It’s a big hit to Oregon. The team is still riding high after completely demolishing the then-No. 6 Bears, but now that feeling is replaced by a sense of loss. Very few people meant more to Oregon than Thurmond did. He was the one that shouldered the responsibilities of talking to the media almost every day. He was the one who would help other guys during practice, and he was one of the first people on the field in the morning and one of the last to leave.
Head coach Chip Kelly raved about Thurmond’s passion for football. Every day this fall, I saw Thurmond taking extra reps after the final whistle to work on his returning abilities, and he would stay and help cover receivers so they could work on running routes with someone on them. He was selfless, and that’s why this injury is tough to see.

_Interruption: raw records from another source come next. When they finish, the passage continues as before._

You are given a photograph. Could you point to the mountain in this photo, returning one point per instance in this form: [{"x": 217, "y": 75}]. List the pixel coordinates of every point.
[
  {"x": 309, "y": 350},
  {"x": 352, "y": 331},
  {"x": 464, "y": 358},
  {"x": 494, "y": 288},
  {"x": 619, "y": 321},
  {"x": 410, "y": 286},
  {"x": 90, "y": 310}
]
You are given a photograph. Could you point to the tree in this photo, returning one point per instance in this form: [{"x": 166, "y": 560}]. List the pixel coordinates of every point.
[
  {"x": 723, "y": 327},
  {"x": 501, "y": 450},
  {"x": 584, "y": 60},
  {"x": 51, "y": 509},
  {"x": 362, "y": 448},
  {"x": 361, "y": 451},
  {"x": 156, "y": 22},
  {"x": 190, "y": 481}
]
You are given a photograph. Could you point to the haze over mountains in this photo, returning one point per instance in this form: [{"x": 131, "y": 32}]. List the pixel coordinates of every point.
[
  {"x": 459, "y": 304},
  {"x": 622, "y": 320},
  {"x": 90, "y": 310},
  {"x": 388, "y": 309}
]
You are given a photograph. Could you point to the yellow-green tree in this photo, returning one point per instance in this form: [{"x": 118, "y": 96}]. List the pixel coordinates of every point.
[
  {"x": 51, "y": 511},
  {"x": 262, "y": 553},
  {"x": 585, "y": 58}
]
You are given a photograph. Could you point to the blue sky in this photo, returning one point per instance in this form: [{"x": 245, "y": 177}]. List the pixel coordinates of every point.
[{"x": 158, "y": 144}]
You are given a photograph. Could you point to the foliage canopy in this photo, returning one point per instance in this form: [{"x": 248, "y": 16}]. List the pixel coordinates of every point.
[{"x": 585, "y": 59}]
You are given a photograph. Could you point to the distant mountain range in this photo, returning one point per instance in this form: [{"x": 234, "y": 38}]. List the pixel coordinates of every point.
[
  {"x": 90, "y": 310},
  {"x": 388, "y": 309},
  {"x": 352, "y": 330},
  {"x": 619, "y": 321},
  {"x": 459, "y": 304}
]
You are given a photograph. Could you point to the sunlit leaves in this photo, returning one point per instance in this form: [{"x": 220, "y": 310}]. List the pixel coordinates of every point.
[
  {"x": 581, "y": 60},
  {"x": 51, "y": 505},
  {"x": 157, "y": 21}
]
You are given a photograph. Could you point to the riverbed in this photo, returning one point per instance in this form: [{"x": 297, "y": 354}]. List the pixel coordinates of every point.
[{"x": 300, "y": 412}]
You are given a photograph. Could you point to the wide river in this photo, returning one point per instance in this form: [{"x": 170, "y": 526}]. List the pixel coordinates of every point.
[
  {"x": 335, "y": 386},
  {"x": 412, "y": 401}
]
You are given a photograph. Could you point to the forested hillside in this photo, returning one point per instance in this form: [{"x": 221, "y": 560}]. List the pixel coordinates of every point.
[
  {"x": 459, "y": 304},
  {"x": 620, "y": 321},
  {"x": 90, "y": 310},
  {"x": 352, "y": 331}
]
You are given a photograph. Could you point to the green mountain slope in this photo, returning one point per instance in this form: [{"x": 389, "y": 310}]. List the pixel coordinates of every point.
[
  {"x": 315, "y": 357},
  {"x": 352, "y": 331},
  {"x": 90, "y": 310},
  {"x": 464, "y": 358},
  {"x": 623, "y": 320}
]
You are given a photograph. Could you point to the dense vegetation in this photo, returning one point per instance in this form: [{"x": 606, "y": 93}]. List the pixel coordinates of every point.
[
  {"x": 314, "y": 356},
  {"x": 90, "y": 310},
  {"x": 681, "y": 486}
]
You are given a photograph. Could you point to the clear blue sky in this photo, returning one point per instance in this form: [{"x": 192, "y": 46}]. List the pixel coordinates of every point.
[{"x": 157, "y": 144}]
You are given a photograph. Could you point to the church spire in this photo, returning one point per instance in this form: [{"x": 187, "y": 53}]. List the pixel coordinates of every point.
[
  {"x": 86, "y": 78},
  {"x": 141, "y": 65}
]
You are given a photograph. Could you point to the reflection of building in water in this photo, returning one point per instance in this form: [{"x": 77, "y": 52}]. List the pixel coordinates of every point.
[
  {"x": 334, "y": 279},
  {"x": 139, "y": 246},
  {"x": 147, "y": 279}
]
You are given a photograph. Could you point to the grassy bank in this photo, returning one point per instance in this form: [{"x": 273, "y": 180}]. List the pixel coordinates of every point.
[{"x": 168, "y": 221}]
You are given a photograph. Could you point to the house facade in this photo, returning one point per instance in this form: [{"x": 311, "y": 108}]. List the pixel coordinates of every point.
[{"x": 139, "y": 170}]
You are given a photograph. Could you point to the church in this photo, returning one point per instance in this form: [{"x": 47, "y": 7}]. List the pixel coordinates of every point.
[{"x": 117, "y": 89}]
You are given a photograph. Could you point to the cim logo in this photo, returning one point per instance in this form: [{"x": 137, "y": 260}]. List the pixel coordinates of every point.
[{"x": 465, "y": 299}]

Thurmond is a senior this year and on numerous watch lists for preseason awards. He’s become such a vocal person on this team that everyone — including the media — gravitates to him a bit. It’s rough to see that his chance to play this year with all the hype has been taken away from him. We see it all the time when a player goes down with a serious injury, but it hurts just a little bit more because Thurmond is such a nice person.
Despite the injury, however, this Duck defense will be OK. Thurmond will still be a leader; he will just do it from the sideline. He came in late to practice yesterday after treatment with injured defensive back T.J. Ward, and as he walked onto the field, he was surveying the drills and commenting on different things and yelling out words of encouragement. And the replacements for he and Ward have really done an outstanding job. John Boyett, Javes Lewis and Willie Glasper have all played tremendously, and were in part why the Ducks looked like they didn’t even skip a beat on Saturday in holding Cal to three points. Boyett and Lewis are both underclassmen, so experience is still the biggest factor for those two, but so far their greenness hasn’t shown. At his Monday press conference, Kelly even said that Boyett has been playing like a wily veteran.
I’m not trying to marginalize the fact that losing Thurmond for the year is big — it is. What I’m saying is that everyone should take a deep breath and realize the Ducks will be fine in the long run. The Ducks have a tendency of stockpiling talent at different positions, and the secondary is one of them.
This is another watershed moment for the Ducks to prove what they’re worth. With eight more games to go in Pac-10 play, they can either make excuses or continue to play with the intensity and passion they played with against Cal.
My bet is for intensity and passion. Thurmond wouldn’t have it any other way.